When I think of practicing gratitude, my first thought is, “Well, I guess I’m grateful for what I have,” but that’s not what it means. Practicing isn’t generally being grateful, it’s about actively finding and building gratitude for things (people, places, animals, moments, etc.) in your life.
A good place to start learning about gratitude practice is this article from the Greater Good Science Center (GGSC aka a cool research center devoted to the scientific understanding of happiness and altruism). When you’re done with that, check out this article that goes over four different ways to practice gratitude. It isn’t a one size fits all kind of thing so if something isn’t working it’s worth it to try something else.
I’m currently practicing ‘counting my blessings.’ GGSC suggests spending 5-10 minutes writing out three things in detail on a daily basis. I might grow to that eventually, but instead these first few weeks I’ve been boiling it down to 2-3 minutes writing down a few words (ex: getting out of class early, pizza lunch at work, taking the long way home).
It’s funny, lately I find myself appreciating things more in the present.

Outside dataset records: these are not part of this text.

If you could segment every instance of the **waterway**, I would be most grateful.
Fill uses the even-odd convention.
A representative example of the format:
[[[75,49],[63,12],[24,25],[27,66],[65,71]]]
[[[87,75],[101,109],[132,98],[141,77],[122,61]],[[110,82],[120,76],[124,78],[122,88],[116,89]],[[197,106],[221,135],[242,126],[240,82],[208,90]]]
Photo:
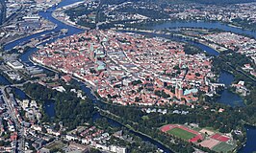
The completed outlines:
[[[150,29],[164,30],[164,29],[177,29],[177,28],[203,28],[203,29],[218,29],[222,31],[232,32],[240,34],[246,34],[256,38],[256,32],[243,30],[241,28],[231,27],[219,22],[205,22],[205,21],[192,21],[192,22],[166,22],[163,24],[150,26]]]
[[[0,74],[0,85],[10,85],[9,80]]]
[[[19,44],[21,44],[21,43],[23,43],[25,41],[28,41],[31,38],[38,37],[41,34],[48,33],[50,32],[58,32],[61,29],[68,29],[68,33],[65,35],[60,35],[60,36],[55,37],[55,38],[53,38],[50,41],[47,41],[45,43],[51,43],[51,42],[55,41],[58,38],[63,38],[63,37],[65,37],[65,36],[68,36],[68,35],[83,32],[83,30],[80,30],[80,29],[65,25],[65,24],[56,20],[51,15],[52,11],[54,11],[54,10],[56,10],[58,8],[64,7],[65,5],[69,5],[69,4],[72,4],[72,3],[75,3],[75,2],[79,2],[79,1],[81,1],[81,0],[63,0],[58,6],[49,9],[48,11],[39,12],[40,16],[42,16],[42,17],[50,20],[51,22],[57,24],[58,27],[55,28],[52,31],[42,32],[40,33],[33,34],[33,35],[30,35],[30,36],[15,40],[15,41],[13,41],[12,43],[9,43],[9,44],[7,44],[5,46],[5,50],[13,49],[13,47],[15,47],[15,46],[17,46],[17,45],[19,45]],[[160,25],[154,26],[152,28],[154,30],[163,30],[163,29],[166,29],[166,28],[180,28],[180,27],[220,29],[220,30],[223,30],[223,31],[230,31],[230,32],[237,33],[243,33],[243,34],[245,33],[245,34],[248,34],[248,35],[256,37],[256,33],[254,33],[254,32],[244,31],[244,30],[242,30],[242,29],[239,29],[239,28],[229,27],[227,25],[223,25],[223,24],[220,24],[220,23],[212,23],[212,22],[211,23],[210,22],[186,22],[186,23],[184,23],[184,22],[175,22],[175,23],[169,22],[169,23],[160,24]],[[42,45],[45,44],[45,43],[42,43]],[[207,46],[205,46],[203,44],[196,43],[196,42],[190,42],[190,43],[193,43],[195,46],[200,47],[203,51],[206,51],[209,54],[212,54],[213,55],[218,55],[218,52],[216,52],[215,50],[213,50],[213,49],[211,49],[211,48],[209,48],[209,47],[207,47]],[[24,55],[21,55],[21,57],[20,57],[21,60],[24,63],[27,63],[29,65],[33,65],[33,63],[30,62],[30,60],[29,60],[29,56],[36,51],[37,51],[36,48],[29,50],[28,52],[26,52]],[[224,82],[226,82],[228,80],[232,80],[228,76],[225,76],[225,74],[220,76],[220,77],[224,78],[223,79]],[[5,80],[5,78],[3,78],[0,76],[0,81],[1,82],[5,82],[6,80]],[[101,101],[98,101],[94,98],[94,96],[90,93],[90,90],[88,87],[86,87],[84,84],[81,85],[81,88],[89,95],[90,98],[91,98],[91,99],[93,99],[93,102],[98,103],[98,104],[103,104]],[[231,98],[233,98],[235,97],[234,95],[230,95],[228,93],[225,93],[225,91],[222,93],[222,95],[223,95],[223,98],[220,98],[220,99],[221,99],[221,100],[219,99],[220,102],[221,101],[226,101],[225,99],[230,99]],[[237,98],[235,98],[237,99]],[[228,103],[228,104],[232,104],[232,103]],[[48,110],[49,110],[48,113],[54,112],[54,104],[53,104],[53,102],[49,103]],[[52,114],[52,117],[54,117],[54,113],[50,113],[50,114]],[[95,118],[102,118],[102,117],[98,116],[98,117],[95,117]],[[113,121],[115,123],[118,124],[116,121],[112,120],[112,122]],[[248,127],[248,132],[249,132],[248,134],[250,134],[251,136],[252,135],[256,135],[256,130],[255,129],[253,130],[251,127]],[[141,135],[139,133],[136,133],[136,132],[135,132],[135,134],[137,136],[141,137],[143,141],[150,142],[151,143],[157,145],[159,148],[165,150],[165,152],[171,152],[169,149],[167,149],[165,146],[161,145],[161,143],[158,143],[154,140],[152,140],[152,139],[150,139],[148,137],[142,136],[142,135]],[[250,138],[251,137],[249,137],[249,139],[247,141],[248,145],[245,145],[243,148],[243,150],[256,150],[255,146],[253,147],[253,146],[249,145],[250,143],[254,144],[254,142],[256,142],[256,137],[253,137],[251,139]]]
[[[229,87],[234,81],[234,76],[228,72],[222,71],[218,82],[225,84],[226,87]],[[224,103],[231,106],[244,106],[243,98],[235,93],[230,92],[227,89],[224,89],[221,93],[220,98],[218,99],[218,102]]]

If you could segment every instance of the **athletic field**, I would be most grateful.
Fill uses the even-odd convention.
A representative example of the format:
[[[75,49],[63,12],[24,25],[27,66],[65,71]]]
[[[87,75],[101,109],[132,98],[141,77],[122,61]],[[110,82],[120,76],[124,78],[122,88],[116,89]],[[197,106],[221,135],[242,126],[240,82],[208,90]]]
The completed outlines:
[[[186,140],[186,141],[189,141],[190,139],[196,136],[193,133],[191,133],[189,131],[183,130],[183,129],[178,128],[178,127],[175,127],[175,128],[168,130],[167,133],[169,133],[175,137],[181,138],[183,140]]]
[[[212,150],[216,152],[223,152],[223,153],[231,151],[233,149],[234,149],[233,145],[227,144],[225,142],[220,142],[219,144],[217,144],[212,148]]]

On my walk a few days ago, the same walk I do several times a week, I saw a yellow bird and spent a few moments watching it. I thought to myself how grateful I was for my stillness and for the return of nature and wildlife after an endless winter. I felt happy, calm, and hopeful.
If you’re not sold on the benefits of gratitude practices, check out more of the research:
- Read this piece on TIME that goes over 7 incredible health benefits of gratitude.
- Harvard is also hip to the gratitude jive.
Both of these were posted close to Thanksgiving. It’s interesting how we seem to reserve gratitude for holidays like Thanksgiving, Christmas, Father/Mother’s day, birthdays etc. I don’t see anything wrong with addressing specific gratitude on these days, but it’s so worthwhile to incorporate gratitude into your daily life.